The type of aging barrel used also has an effect on the qualities of the finished product, depending on whether or not an oak aging barrel is used and how young the wood is. Oak barrels, especially young ones, create a smooth and buttery texture with sweet notes of vanilla and cocoa that can heavily alter the overall flavor of Chardonnay.

Due to Sauvignon Blanc’s rapid ripening, however, it has to be moved through the winemaking process more quickly to preserve the flavor, as opposed to how long Chardonnay can sit on the vine.
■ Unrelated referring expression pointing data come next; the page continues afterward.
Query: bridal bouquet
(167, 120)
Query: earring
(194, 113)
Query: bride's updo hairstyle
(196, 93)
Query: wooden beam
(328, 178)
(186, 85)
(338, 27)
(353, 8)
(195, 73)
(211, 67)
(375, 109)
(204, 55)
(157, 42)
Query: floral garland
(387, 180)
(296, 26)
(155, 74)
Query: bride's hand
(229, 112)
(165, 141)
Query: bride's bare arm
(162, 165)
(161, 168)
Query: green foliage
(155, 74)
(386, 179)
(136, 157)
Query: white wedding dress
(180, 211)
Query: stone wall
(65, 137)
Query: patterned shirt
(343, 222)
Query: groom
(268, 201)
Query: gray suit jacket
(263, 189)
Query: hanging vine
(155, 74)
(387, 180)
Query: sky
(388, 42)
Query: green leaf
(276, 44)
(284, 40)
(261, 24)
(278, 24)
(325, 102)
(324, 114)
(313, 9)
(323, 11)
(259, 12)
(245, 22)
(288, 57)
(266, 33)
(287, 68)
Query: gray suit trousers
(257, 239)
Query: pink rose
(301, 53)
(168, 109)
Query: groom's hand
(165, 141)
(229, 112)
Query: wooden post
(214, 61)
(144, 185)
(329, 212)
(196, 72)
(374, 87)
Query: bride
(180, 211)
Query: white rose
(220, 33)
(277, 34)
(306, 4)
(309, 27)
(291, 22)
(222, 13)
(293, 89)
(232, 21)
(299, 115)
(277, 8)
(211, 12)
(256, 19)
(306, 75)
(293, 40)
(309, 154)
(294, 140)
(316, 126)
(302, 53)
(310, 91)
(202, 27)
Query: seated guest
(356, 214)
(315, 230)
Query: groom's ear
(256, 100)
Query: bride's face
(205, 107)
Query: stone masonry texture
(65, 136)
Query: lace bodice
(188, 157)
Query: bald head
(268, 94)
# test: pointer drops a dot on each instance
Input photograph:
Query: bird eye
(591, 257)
If the grapes become too ripe they will become bitter and acidic in flavor, which is why Sauvignon Blanc’s tend to be extremely young and fresh when compared to other white wines.
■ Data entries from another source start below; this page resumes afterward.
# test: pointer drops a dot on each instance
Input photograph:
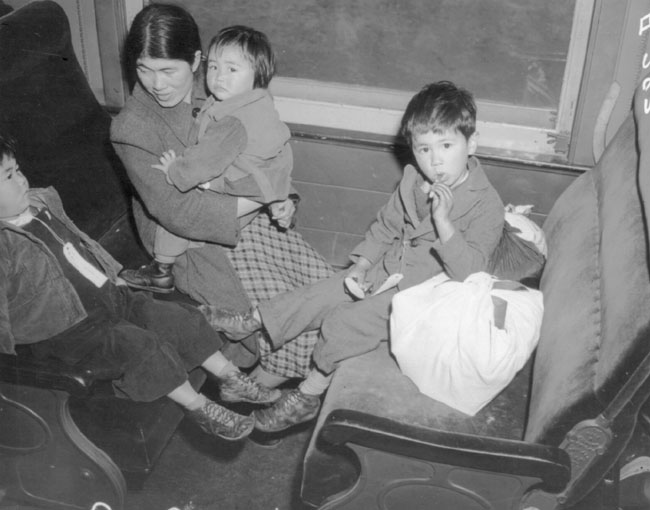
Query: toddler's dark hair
(439, 107)
(254, 45)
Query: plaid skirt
(270, 262)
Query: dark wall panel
(343, 185)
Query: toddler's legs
(349, 329)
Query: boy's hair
(254, 45)
(439, 107)
(8, 147)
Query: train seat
(66, 440)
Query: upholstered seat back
(596, 286)
(48, 106)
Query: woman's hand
(166, 161)
(282, 212)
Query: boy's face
(229, 73)
(442, 157)
(13, 189)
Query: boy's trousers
(347, 327)
(146, 346)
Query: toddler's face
(229, 73)
(13, 189)
(442, 157)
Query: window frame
(512, 132)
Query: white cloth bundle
(456, 346)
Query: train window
(540, 71)
(354, 65)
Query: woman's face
(169, 81)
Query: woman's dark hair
(161, 31)
(254, 45)
(8, 147)
(438, 107)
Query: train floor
(198, 472)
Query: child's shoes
(235, 325)
(224, 423)
(155, 277)
(238, 387)
(292, 408)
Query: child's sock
(315, 383)
(197, 402)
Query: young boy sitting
(59, 293)
(444, 216)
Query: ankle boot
(155, 277)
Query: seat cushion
(373, 384)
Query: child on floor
(444, 216)
(60, 294)
(249, 158)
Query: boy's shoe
(155, 277)
(294, 407)
(238, 387)
(219, 421)
(236, 325)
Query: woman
(231, 267)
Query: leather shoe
(235, 325)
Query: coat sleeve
(221, 143)
(383, 233)
(7, 341)
(469, 251)
(193, 215)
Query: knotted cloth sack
(461, 343)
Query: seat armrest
(25, 369)
(552, 465)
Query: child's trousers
(146, 346)
(347, 327)
(168, 246)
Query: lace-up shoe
(238, 387)
(154, 277)
(219, 421)
(235, 325)
(292, 408)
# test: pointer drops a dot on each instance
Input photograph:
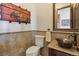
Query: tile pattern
(14, 44)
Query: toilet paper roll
(48, 36)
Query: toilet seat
(33, 50)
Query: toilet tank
(39, 40)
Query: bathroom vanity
(55, 50)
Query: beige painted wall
(44, 16)
(41, 18)
(5, 26)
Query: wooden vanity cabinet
(54, 52)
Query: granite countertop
(54, 45)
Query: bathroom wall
(5, 26)
(15, 43)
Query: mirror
(62, 16)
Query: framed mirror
(62, 16)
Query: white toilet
(35, 50)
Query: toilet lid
(32, 49)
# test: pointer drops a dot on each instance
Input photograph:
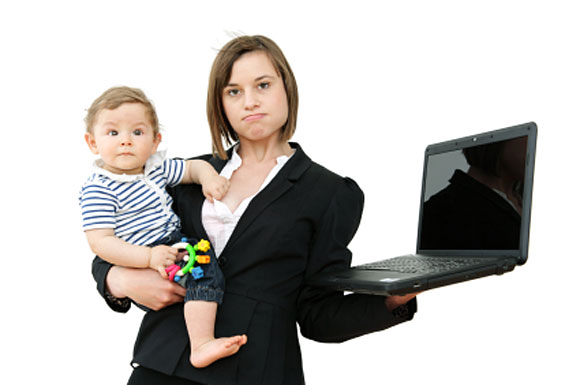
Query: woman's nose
(251, 100)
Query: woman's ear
(91, 142)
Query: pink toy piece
(172, 270)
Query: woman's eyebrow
(261, 77)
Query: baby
(127, 214)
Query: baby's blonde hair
(113, 98)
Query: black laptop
(474, 217)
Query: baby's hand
(161, 257)
(215, 187)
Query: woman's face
(255, 99)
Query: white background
(378, 82)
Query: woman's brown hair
(221, 130)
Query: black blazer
(300, 224)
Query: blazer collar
(282, 182)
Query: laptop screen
(473, 196)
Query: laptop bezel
(527, 129)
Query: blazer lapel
(284, 181)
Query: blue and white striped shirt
(137, 207)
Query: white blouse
(217, 219)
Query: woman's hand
(395, 301)
(144, 286)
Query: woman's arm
(201, 172)
(143, 286)
(331, 316)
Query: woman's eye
(233, 92)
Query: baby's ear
(91, 142)
(156, 141)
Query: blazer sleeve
(100, 270)
(331, 316)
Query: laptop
(474, 217)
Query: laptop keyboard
(416, 264)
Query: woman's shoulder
(322, 178)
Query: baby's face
(124, 138)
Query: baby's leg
(205, 348)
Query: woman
(283, 219)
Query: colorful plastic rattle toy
(176, 273)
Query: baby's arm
(114, 250)
(213, 185)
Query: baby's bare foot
(210, 351)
There are two other factors in the creation of Sauvignon Blanc that can impact the taste of the wine. The first is whether or not skins and seeds are fermented in the grape juice, which creates a more potent and flavorful wine.

Second is the temperature of the fermenting and aging areas, which have different effects at both ends of the spectrum. Warmer temperatures bring out an earthier flavor while colder temperatures bring out the fruitiness and freshness of the wine.

The main difference between how Chardonnay and Sauvignon Blanc are made is that Chardonnay is easier to experiment with while Sauvignon Blanc requires more care and attention.

What do Chardonnay and Sauvignon Blanc Taste Like?

Chardonnay and Sauvignon Blanc are perhaps most similar when it comes to taste, but even then the flavor and body of both wines can be altered immensely by how they are made.

Chardonnay, with as little modification as possible, has a naturally fruity flavor similar to pineapple, pear, or starfruit. The wine is naturally medium bodied, dry, and tinged with a bit of acidity, but with a smoothness uncommon among other white wines, which are generally extremely crisp and acidic.

Depending on how a Chardonnay is made, however, it can develop a different, often sweeter flavor. If the grapes are harvested earlier, for example, they will retain more natural sugar and create a sweeter wine. If the Chardonnay is fermented twice to remove the stinging malic acid from the grapes it will also create a sweeter, smoother drink.

One of the most important factors separating Chardonnay from Sauvignon Blanc is that Chardonnay can be aged in oak barrels. Oaked Chardonnay has an almost buttery texture with sweet notes of vanilla and cocoa in its flavor. The younger the oak wood in the barrel is, the more potent these changes in taste and body are.

Sauvignon Blanc is closer to traditional white wine than Chardonnay, although it also has a few distinguishing characteristics. Sauvignon Blanc is extremely light, dry, and crisp in body due to how fresh the grapes used in the wine must be. The wine also has distinct notes of savory and spicy similar to peppers and acidic fruit, although there are some notes of fruity sweetness.

Sauvignon Blanc can also be altered by changing the process of how the wine is created to give it new qualities. Adding the skins and seeds of the grapes to the juice, for example, creates a more potent flavor and aroma to the wine. However, adding skins and seeds to the juice impacts the long term aging ability of the wine.

The temperature of Sauvignon Blanc during fermentation can also alter how the wine tastes, with warmer temperatures bringing fruitier flavors while colder temperatures create a crisp yet earthy taste. Sauvignon Blanc can also be put through malolactic fermentation, removing malic acid to create a less acidic and smoother wine.

Even with the many ways that Chardonnay and Sauvignon Blanc can be altered, there are many differences between the taste and body of both wines.


The popularity and prevalence of Chardonnay and Sauvignon Blanc has led wine enthusiasts to ask what the differences are between the two wines.

Chardonnay is an ancient vintage, renowned for its hardiness that can range in quality from light, dry, and fruity to full bodied, buttery, and sweet. Sauvignon Blanc, on the other hand, is a more recent and delicate development, but has a lighter, crisper body and a bolder flavor that can be easily enhanced or mellowed in a number of ways.